Steven John Taylor, lead singer of Steven John Taylor and the Free Reign, has performed at Pappy & Harriet’s five times and says he likes how you could not find a place like this in Los Angeles.
“This is a really nice destination where you can get out of the city. It’s a good vibe, an appreciative audience,” Taylor says. “It feels different than LA, which is pretty jaded. It’s like an audience there wants you to do something crazy to entertain them. I’m just trying to play heartfelt music.”
Pappy & Harriet’s has become a legendary spot for music fans of any genre and was declared one of the Top-Ten Hidden Gems in the Country by Billboard Magazine in 2012.

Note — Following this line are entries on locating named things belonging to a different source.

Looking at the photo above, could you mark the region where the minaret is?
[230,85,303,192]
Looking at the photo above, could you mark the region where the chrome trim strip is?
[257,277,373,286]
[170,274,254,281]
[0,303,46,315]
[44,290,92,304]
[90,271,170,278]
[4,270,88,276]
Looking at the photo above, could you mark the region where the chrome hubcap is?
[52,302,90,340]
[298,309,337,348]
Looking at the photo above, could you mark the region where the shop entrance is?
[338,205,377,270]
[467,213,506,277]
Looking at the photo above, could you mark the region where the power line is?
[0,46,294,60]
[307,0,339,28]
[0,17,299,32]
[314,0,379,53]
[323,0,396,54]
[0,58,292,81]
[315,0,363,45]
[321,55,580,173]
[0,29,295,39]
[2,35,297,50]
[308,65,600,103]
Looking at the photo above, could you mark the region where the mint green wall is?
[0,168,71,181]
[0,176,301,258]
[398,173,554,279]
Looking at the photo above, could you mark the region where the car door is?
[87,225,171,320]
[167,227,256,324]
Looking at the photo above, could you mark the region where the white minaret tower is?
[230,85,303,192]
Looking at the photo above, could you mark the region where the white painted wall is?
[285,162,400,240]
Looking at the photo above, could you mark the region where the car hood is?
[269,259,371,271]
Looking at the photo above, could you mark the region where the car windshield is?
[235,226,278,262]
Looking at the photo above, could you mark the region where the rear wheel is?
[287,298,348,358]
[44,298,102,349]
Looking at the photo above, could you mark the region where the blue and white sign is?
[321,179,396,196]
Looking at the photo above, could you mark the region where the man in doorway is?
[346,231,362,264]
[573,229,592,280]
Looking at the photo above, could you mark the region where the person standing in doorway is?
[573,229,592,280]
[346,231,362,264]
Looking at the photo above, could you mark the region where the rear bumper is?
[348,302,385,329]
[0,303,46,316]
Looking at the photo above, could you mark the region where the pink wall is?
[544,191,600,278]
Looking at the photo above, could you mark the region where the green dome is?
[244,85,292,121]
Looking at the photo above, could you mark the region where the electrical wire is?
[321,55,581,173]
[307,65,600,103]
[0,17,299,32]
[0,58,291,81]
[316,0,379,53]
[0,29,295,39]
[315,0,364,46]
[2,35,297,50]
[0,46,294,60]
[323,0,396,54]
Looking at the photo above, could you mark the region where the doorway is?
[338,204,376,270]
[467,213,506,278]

Despite its blooming renown in the music world, Joshua Tree and Pioneertown locals still consider Pappy & Harriet’s their go-to spot in town.
Matt Adams, Joshua Tree resident, says he frequents the restaurant at least a few times a month, if not more often, and still sees many members of the local community there.
“It’s a real special place. It’s definitely the hub of the high desert,” Adams says. “It’s a great place for bands to play. There’s definitely a lot of people from out of town who come here nowadays but it’s still a local spot.”
Although the venue has hosted notable artists, Pappy & Harriet’s has refused to conform to popular trends or expectations, but rather stays completely true to its history of genuine live music and authentic barbecue.
“It’s a different world here. It’s got a roadhouse, honky-tonk feel. It has a lore and an energy. They’ve created that culture here,” Taylor says. “I feel like I can come here and give up my best music and do things as soulfully as possible and people will be more receptive. Other places, people might not pay attention no matter how good you’re playing.”
With no smoke machines, bright, flashing lights or booming sound systems, Pappy & Harriet’s chooses to focus on the music and the people there to enjoy it.
Abby Cathcart, senior early childhood studies major at California Baptist University, visited Pappy & Harriet’s to see City & Colour and says she was mesmerized by its simple aesthetic and the atmosphere it created.
“The venue has a magical feel, especially when it got dark because you could see the vast amount of stars while listening to live music,” Cathcart says. “It’s something special to have the opportunity to be at the exact same place where a part of music history occurred. Concerts are special to begin with, but putting the beauty of nature along with it is something unforgettable. Pappy & Harriet’s creates that unforgettable experience for you.”
Pappy & Harriet’s continues to host artists Wednesday through Sunday, some concerts requiring tickets, some for free. If one is looking for an escape from the populous, crowded city, head out to simple Pioneertown, order some barbecue and embrace the slow, magical atmosphere at Pappy & Harriet’s.